Millennials are the generation born between 1980 and 1999. They have been lingering in urban areas longer than prior generations, due to high student debt, a depressed job market since 2008, and high housing costs. A significant number are living a kind of post-college dorm life existence by sharing expensive apartments in higher density neighborhoods. They are found in DTLA, and it seems that they are found in Hollywood, for instance, along La Brea in the new mixed use projects. 

The Millennials are Leaving, the Millennials are Leaving… 

The Millennials are departing and last year was probably their zenith. According to Dowell Myers from the USC Sol Price School of Public Policy, the number of new-born Millennials dropped 25 years ago and continued to decline. Thus, two important demographic factors are at play. 

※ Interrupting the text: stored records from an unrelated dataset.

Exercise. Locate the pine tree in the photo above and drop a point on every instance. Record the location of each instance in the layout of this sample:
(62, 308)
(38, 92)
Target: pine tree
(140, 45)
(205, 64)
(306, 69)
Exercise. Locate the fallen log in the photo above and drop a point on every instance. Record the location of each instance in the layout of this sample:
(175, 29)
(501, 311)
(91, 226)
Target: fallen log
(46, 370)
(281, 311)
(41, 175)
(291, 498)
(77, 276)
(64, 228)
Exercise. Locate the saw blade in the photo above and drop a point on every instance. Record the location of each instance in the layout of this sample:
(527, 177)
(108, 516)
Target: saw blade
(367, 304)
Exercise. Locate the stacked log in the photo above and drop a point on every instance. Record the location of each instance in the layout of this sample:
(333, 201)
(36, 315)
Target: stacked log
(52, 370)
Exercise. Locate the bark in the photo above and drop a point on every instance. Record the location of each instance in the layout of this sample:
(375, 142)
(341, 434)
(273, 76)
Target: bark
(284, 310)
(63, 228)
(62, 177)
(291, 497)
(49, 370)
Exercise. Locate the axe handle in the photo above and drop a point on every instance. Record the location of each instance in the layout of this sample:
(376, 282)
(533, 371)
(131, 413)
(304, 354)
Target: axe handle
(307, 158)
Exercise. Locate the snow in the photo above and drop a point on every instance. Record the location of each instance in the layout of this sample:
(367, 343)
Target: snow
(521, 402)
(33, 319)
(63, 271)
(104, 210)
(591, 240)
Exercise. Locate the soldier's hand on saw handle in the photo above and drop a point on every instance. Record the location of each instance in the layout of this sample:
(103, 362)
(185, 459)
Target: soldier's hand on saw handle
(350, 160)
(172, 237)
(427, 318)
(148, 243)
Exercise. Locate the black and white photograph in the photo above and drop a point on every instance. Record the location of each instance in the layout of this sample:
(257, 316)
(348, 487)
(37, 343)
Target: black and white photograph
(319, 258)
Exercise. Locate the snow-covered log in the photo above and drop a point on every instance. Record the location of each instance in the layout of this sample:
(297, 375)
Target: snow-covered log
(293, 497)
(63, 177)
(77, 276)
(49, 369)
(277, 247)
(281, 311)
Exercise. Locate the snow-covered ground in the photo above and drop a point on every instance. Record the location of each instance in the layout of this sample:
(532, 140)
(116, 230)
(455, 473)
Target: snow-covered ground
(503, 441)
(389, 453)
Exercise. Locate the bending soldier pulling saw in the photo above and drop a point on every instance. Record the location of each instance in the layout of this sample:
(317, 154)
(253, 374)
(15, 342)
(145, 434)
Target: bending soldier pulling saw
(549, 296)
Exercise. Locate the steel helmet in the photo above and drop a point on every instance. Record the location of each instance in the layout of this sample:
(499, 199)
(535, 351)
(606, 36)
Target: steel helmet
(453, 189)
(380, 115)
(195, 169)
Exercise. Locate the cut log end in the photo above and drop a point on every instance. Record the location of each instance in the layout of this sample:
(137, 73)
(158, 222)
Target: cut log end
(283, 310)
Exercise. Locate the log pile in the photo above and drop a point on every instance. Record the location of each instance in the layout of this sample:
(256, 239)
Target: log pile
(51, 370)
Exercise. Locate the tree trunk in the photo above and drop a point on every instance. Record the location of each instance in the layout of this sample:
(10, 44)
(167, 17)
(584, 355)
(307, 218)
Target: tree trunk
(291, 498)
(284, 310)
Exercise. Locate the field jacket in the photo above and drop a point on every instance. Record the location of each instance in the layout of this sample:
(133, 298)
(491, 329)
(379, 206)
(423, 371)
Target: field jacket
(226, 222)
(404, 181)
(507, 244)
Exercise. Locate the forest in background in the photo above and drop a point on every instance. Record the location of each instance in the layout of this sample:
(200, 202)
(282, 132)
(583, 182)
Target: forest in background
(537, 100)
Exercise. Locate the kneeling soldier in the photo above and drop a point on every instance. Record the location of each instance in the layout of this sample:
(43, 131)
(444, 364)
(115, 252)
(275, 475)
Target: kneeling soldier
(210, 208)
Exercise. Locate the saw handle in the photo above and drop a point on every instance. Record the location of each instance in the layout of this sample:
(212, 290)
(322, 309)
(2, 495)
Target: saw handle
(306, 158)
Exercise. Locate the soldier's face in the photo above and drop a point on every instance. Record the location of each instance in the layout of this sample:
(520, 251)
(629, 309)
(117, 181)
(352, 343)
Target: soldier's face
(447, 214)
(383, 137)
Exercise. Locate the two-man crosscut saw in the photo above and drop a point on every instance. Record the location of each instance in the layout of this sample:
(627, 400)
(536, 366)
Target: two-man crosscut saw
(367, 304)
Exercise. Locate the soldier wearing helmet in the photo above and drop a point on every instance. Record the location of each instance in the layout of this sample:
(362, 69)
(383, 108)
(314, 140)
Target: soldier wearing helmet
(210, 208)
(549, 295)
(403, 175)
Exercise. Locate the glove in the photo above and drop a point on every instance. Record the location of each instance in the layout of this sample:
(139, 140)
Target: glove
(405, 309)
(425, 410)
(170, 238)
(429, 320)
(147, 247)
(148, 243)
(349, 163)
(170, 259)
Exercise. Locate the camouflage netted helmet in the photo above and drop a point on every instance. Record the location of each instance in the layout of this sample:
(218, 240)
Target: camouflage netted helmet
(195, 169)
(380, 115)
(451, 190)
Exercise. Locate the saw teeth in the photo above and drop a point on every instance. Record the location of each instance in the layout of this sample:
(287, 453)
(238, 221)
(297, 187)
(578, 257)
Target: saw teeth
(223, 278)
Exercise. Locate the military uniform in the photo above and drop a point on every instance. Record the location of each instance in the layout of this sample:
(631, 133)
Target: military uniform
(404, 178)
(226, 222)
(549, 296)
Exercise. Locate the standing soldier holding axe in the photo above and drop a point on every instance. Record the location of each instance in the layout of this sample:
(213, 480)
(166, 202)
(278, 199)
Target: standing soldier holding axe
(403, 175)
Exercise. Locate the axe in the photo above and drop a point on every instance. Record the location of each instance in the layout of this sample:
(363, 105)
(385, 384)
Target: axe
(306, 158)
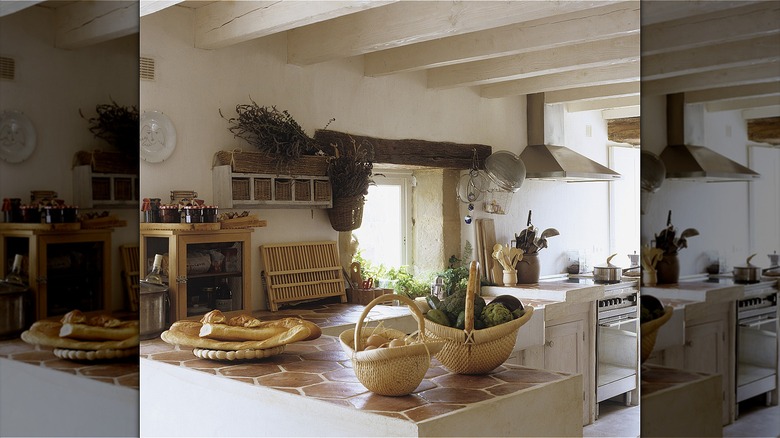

(1) There will be fewer Millennials in future years. In fact, their generation ends in 2019, so planning for them to be around to play out the “dorm life scenario” until 2040 is not prudent.           

(2) The Millennials tend to move away from urban areas in droves when they start families. They are reaching the family rearing age and starting to move away. 

The claim that Millennials would prefer to permanently live Dorm Style has been obviously bogus. When young adults transition to family life, major life style changes always occur. The demographic data showed that Millennials would desert the urban cores when starting families. For the upwardly mobile college educated Millennial, it is okay for “other people” to raise their families in apartments in DTLA or Hollywood, but they themselves tend to opt for a single family home with a yard in Austin, Texas. (They are more likely to gentrify and mansionize South Central than to remain in a tiny Hollywood apartment.) 

The Right to Accurate Information 

It is crucial for the public to have detailed and reliable population data about the composition of the Hollywood’s population and the trends which will play out in the next decades. If HELP is correct, then these mixed-use apartments are a glut on the market. It will be economic folly to construct more urban high rises in Hollywood. 

Also, construction in these Transit Oriented Districts is more expensive than locating apartments elsewhere. Land costs the most in these TODs. In addition, the taller a project is, the more stringent the building codes and the more expensive the construction costs. The mere fact that the city wants to concentrate apartments in TODs guarantees that housing prices will rise. 

The Public Wants Polices which is Lower Housing Costs 

Most people in Los Angeles think that housing prices should decease. Yet, the Hollywood Community Plan is based on bogus data which misleads the public to believe that we’ve got thousands of avid apartment dwellers descending on Hollywood. This type of construction significantly increases housing costs. 

In order to make meaning comments on the NOP, the public must be provided accurate population data and links to demographic studies which reliably forecast the future population changes. The City has had over two years since Judge Goodman’s January 2014 decision to provide this information. Right now the NOP does one thing – it misleads the public to support real estate developers’ desires to aggrandize their profits while harming everyone else. 

The City needs to retract its NOP and issue a new one with reliable data. The NOP has to also reveal its data sources and it has link them to the NOP so that the public can double check the information. 

The Recalcitrant City 

The City will refuse and here’s why. The demographic data shows that TODs are a disaster; they overburden infrastructure, they deteriorate neighborhoods, they attract so many cars that the traffic congestion becomes significantly worse, and the City has a habit of giving tax dollars to developers. 

Unless the City corrects itself now, the court will reject this new Hollywood Community Plan so that we will be stuck with the 1988 HCP until 2022.